El informe, que constata "grandes progresos" en la materia en el conjunto de Estados miembros, ha sido elaborado con informaciones remitidas por los distintos ministerios de Sanidad a la Comisión sobre las siguientes cuestiones: información al paciente, consentimiento expreso del paciente, publicidad, registro y seguimiento a largo plazo de pacientes.
En el primer punto, la Comisión Europea requiere que las clínicas que realizan este tipo de operaciones proporcionen "información apropiada" sobre sus efectos y concedan al paciente un "período suficiente" para que pueda tomar una decisión consciente de la ventajas y desventajas de la intervención.
En España, la legislación vigente -protocolo sobre implantes mamarios de 1992 y Ley de 2002- obliga a los cirujanos a proporcionar toda "información necesaria" a los pacientes y garantizar que tienen "perfecto conocimiento" y conceden "libremente su consentimiento", según recoge el informe, que también constata "la exigencia de declaración de consentimiento previo" existente en España.
En cuanto al seguimiento de las prótesis y de las mujeres operadas, Bruselas reconoce en España la obligación de control postoperatorio y de información por parte del médico de todo efecto indeseable imputable al implante. También menciona la obligación de archivar fichas del paciente y la intención de las autoridades españolas de crear un registro nacional a partir de estas fichas.
La única cuestión en la que España no responde a las recomendaciones de la Comisión es en lo relativo a la publicidad. Bruselas reclama que se prevenga la publicidad "particularmente agresiva o engañosa", pero el informe no recoge aportaciones de las autoridades españolas sobre este punto. En otros países, como Austria o Francia, los responsables de Sanidad han informado de que la publicidad de implantes mamarios está prohibida.
En líneas generales, la Comisión considera que los Estados miembros han realizado "grandes esfuerzos" para reforzar las garantías de seguridad en torno a este tipo de intervenciones quirúrgicas. Las críticas son puntuales. Así, el Ejecutivo comunitario pone de relevancia que Países Bajos no obliga a la paciente a consumir un periodo de reflexión antes de someterse a la operación o que en Reino Unido no existe una edad mínima para recibir estos implantes.

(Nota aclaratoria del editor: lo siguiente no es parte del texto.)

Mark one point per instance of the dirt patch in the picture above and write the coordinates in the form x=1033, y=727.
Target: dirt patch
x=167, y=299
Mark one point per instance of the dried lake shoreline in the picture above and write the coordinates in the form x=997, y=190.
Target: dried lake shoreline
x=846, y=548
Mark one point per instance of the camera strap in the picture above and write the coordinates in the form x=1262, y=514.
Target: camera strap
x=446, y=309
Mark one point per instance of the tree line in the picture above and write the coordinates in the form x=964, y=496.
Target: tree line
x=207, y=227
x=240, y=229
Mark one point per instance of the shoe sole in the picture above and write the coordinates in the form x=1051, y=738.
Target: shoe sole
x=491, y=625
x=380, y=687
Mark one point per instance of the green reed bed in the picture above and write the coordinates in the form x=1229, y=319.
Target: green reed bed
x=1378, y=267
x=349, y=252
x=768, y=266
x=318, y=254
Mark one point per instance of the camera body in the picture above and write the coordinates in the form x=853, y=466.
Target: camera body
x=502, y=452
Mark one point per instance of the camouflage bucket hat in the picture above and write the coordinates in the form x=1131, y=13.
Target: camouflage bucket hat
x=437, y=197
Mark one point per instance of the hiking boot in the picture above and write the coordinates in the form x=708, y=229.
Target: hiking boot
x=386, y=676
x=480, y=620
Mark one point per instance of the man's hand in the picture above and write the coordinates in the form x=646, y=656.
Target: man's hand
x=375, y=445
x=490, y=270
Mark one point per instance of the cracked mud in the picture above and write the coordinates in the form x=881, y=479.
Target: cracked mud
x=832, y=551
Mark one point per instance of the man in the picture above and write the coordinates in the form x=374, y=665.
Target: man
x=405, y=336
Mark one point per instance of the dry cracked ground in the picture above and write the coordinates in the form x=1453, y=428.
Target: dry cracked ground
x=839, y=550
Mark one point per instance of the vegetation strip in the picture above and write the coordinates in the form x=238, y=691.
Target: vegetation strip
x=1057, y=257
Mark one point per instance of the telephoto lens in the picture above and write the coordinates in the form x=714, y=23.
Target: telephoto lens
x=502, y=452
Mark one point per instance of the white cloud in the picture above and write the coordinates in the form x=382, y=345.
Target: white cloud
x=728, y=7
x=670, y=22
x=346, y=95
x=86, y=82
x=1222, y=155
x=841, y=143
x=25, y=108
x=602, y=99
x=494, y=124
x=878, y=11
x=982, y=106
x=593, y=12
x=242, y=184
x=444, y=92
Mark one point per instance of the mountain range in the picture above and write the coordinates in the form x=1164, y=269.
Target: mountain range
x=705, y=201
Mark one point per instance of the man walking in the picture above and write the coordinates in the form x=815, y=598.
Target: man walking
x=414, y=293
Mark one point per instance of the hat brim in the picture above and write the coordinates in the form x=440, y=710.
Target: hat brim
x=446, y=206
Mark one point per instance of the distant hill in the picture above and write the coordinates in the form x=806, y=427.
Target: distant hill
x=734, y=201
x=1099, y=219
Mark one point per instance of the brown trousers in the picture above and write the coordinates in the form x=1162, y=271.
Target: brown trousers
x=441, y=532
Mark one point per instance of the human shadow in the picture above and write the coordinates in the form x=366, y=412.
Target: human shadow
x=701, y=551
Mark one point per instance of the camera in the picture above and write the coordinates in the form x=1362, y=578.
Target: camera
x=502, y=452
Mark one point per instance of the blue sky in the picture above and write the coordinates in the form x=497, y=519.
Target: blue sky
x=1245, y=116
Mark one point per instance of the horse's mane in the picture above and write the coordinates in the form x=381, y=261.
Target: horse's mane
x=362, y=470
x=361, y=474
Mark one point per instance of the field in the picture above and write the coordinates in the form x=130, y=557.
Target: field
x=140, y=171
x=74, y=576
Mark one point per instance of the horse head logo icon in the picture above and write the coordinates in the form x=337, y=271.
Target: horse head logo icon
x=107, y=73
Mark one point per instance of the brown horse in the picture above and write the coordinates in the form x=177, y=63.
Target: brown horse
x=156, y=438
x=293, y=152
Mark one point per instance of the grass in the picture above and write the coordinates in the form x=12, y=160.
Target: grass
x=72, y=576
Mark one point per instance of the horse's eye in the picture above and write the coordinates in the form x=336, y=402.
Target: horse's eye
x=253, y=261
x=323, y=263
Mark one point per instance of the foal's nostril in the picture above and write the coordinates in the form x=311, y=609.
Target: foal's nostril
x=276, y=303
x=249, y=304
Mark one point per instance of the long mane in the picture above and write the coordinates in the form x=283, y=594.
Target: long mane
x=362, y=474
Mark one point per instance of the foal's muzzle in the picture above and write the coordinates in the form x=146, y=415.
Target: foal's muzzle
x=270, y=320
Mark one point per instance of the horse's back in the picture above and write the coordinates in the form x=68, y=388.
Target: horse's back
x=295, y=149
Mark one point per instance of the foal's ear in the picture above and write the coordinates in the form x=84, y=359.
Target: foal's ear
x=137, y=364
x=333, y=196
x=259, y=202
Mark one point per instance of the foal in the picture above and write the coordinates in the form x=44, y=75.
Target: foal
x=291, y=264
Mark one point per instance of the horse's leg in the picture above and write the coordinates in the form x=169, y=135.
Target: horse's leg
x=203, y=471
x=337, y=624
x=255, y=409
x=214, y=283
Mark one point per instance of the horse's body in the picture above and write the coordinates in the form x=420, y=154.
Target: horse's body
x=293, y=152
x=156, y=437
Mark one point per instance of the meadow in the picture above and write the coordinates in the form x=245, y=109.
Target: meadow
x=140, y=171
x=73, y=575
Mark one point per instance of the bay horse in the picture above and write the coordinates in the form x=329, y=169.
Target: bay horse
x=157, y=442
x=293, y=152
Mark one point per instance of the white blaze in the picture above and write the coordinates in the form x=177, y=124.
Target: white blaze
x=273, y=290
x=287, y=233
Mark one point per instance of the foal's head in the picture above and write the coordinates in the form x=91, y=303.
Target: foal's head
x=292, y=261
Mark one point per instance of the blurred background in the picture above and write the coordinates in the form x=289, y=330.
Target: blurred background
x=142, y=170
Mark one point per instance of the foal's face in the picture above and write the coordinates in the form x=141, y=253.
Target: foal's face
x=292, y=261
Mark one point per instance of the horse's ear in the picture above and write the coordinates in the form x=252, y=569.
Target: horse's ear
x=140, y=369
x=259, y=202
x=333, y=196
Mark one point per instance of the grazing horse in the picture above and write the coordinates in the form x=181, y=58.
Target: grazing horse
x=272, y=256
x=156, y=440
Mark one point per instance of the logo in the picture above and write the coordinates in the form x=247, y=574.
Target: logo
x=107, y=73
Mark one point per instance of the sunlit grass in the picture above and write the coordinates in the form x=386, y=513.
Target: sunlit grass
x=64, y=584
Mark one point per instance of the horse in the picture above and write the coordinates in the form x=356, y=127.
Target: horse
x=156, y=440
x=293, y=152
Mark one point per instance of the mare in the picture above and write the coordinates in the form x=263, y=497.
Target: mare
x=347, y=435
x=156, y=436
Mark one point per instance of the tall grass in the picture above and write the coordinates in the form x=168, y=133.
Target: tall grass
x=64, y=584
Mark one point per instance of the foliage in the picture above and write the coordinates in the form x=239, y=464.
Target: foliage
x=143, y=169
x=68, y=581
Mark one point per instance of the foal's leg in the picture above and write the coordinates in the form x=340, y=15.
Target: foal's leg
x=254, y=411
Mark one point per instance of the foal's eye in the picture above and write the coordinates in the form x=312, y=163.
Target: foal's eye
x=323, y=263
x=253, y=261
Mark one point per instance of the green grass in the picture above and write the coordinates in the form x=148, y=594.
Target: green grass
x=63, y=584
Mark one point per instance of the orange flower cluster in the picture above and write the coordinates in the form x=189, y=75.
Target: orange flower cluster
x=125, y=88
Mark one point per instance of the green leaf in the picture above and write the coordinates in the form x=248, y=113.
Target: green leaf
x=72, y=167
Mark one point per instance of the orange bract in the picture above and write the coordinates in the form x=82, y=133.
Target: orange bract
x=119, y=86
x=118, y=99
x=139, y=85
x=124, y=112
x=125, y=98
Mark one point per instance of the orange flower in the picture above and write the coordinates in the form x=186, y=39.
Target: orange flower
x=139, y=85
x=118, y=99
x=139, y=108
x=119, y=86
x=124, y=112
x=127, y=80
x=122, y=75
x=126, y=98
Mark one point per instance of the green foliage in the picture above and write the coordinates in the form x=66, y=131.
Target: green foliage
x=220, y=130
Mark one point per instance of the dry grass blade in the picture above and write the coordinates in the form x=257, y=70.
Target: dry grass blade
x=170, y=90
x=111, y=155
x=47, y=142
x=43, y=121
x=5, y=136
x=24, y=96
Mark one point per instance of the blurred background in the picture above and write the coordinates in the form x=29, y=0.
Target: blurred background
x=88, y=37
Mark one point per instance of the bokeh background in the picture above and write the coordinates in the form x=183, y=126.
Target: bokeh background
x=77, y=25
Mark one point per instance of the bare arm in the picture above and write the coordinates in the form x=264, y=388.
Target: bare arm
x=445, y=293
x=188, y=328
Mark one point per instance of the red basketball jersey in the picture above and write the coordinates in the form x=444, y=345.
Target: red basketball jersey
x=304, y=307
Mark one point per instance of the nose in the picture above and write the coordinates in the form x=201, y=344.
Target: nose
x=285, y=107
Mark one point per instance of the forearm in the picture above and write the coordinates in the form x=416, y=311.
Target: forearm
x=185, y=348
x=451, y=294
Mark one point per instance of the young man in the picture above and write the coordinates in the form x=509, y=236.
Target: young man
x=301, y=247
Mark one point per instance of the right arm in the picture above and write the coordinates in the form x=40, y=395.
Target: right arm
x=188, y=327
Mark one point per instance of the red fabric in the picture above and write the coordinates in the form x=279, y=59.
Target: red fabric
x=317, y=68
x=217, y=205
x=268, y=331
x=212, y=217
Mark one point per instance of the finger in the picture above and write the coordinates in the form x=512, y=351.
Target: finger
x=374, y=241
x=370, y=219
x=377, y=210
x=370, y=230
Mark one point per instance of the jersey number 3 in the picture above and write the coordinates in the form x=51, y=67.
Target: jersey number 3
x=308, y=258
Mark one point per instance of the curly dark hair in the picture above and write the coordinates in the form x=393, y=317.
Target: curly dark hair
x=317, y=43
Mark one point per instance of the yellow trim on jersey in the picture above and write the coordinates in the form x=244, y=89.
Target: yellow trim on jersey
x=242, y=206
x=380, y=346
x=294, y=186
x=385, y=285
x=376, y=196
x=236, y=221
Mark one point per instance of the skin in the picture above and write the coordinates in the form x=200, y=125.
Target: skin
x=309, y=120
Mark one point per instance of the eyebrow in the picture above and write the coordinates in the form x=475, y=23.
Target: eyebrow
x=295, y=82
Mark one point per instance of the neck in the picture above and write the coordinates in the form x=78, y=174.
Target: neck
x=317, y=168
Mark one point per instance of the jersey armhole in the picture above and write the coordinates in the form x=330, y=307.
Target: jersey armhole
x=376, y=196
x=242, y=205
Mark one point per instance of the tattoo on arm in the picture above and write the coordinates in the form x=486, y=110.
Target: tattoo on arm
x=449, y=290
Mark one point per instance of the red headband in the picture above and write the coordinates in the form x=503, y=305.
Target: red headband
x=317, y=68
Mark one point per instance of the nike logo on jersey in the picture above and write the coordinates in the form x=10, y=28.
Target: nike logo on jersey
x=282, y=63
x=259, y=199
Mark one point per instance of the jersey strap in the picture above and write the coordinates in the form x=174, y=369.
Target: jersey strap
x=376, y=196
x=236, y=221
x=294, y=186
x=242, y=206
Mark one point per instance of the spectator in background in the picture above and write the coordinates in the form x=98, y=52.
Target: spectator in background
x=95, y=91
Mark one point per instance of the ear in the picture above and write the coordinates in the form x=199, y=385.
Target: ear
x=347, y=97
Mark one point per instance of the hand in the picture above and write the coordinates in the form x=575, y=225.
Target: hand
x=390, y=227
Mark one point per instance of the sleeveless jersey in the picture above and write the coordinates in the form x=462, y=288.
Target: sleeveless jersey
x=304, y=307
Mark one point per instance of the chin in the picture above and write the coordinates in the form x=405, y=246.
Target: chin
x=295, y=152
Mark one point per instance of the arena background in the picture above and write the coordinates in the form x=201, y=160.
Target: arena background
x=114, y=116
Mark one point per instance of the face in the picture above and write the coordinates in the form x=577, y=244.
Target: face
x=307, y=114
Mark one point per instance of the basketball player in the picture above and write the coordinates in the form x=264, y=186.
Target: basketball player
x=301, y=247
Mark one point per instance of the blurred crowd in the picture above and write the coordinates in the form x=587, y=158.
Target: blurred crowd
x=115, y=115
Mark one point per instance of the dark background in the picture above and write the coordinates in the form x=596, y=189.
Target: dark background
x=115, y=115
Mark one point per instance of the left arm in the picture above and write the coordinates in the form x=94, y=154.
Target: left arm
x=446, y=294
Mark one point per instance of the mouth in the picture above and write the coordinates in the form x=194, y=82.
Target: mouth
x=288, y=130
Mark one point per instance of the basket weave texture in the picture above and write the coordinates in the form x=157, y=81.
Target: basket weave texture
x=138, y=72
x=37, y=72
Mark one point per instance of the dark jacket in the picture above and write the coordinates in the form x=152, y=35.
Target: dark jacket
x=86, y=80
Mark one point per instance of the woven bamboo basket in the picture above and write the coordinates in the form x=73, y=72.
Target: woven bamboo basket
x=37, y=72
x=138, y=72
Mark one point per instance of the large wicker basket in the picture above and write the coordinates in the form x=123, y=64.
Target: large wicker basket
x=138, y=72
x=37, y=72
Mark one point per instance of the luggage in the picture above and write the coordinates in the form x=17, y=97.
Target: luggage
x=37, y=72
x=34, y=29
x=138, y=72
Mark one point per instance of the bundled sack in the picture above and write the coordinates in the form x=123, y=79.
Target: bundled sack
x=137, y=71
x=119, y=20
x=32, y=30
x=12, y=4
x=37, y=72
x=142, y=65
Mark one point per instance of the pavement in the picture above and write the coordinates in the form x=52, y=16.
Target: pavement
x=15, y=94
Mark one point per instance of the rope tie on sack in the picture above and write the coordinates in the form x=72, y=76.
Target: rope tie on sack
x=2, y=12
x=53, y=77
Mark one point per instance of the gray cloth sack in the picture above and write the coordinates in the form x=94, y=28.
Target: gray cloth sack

A este respecto, el Parlamento Europeo se pronunció a favor de prohibir los transplantes mamarios a menores de 18 años, salvo cuando sean necesarios por "razones médicas". El informe sucede a la publicación de una comunicación de la Comisión sobre implantes de pecho y a la adopción de una directiva que establece una clasificación para estas operaciones. No obstante, la Comisión subrayó que las legislaciones en torno a la cuestión son de competencia nacional y las opciones de modificación a escala comunitaria son "extremadamente limitadas".